What are the risks of financial distress?
Look at various metrics, e.g. Cash Flow to Debt, Debt to Equity, Net Current Asset Value
Other risks.
Other positives
If the price is right, would I want to own this company?
If the answer is yes, perform the Final Workup.

Final Workup

What is the company's normalized cash earning power?
What is the intrinsic value of future earnings? Provided in a range, not one absolute number.
List and explain assumptions. Are they reasonable?
Is there excess capital?
What is the value of excess capital? Provided in a range, not one absolute number.
What is the range of total value?
The range should be the "reasonable scenario" (neither best case nor worst case).
What events, actions, etc. could permanently impair the value?
What is the probability of these events happening?
What is the total value under a worst case scenario, given reasonable assumptions?
What is the probability of the worst case scenario?
I do not consider a best case scenario.
What is the market price? How does it relate to value?
What is my margin of safety?
Non-existent? Not sufficient? Neutral? Sufficient? Excellent?
At what price would I commit 10% of my net worth to this company?
At what price would I commit 50% of my net worth to this company?

Decision: After performing your thorough analysis you have a decision to make. It comes down to 3 choices: Start a position, Wait for a better price, Throw it in the trash.

The Thesis

If I decide to buy, I like to write a little statement in which I answer two questions: Why am I buying this security? Under what circumstances would I consider selling?

It should be clear that you have to put forth a significant amount effort before you can begin the workups. You should be able to answer all these questions with the 2 or 3 most recent annual reports of the subject company. Find the reports on the company's website and start reading.

Saturday, November 22, 2008

Value Investing Part I: The Basics

Value Investing, for all intents and purposes, is the only method of investing (if executed properly) that promises long-term investment success.

Investment Defined

Before I define and explain value investing, let us first consider the definition of an investment.

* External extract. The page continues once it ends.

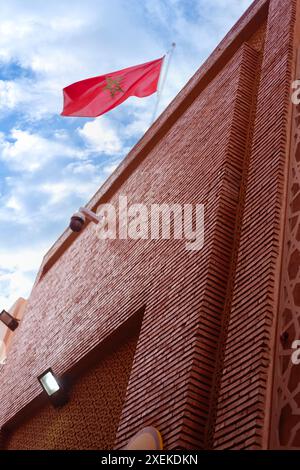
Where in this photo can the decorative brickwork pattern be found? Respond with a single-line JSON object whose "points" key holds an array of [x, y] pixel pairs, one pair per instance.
{"points": [[90, 419], [203, 368], [286, 404], [245, 392]]}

Benjamin Graham, in his classic investment treatise "The Intelligent Investor", defines an investment as follows:

"An investment operation is one which, upon thorough analysis, promises safety of principal and an adequate return."

The act of simply buying a common stock does not qualify one as an investor. According to Graham's definition there are several criteria that must be met. We have to thoroughly analyze the stock. After such analysis, we must concluded that we have a low probability of permanently losing money and a high probability of generating a return that exceeds a threshold. We'll call the threshold our opportunity cost, i.e. the return we could realize on other investment options.

Price vs. Value

There is a distinct difference between price and value. Warren Buffett says:

"Price is what you pay, value is what you get."

The decision to buy or not buy a common stock boils down to two numbers, the price of the stock and value of the stock. Price is easy, it is given to us in minute-by-minute market quotations. At any given moment, price is a specific and known number. Value is a bit more tricky. It is the number we hope to arrive at following "thorough analysis." Determining value is a tedious, yet imprecise, task. We will discuss the process of valuation later in the series.

Value Investing is simply buying stocks, or other assets, for less than their value.

Investing is as simple as that statement; determine the value of a stock and buy when the price is less than value.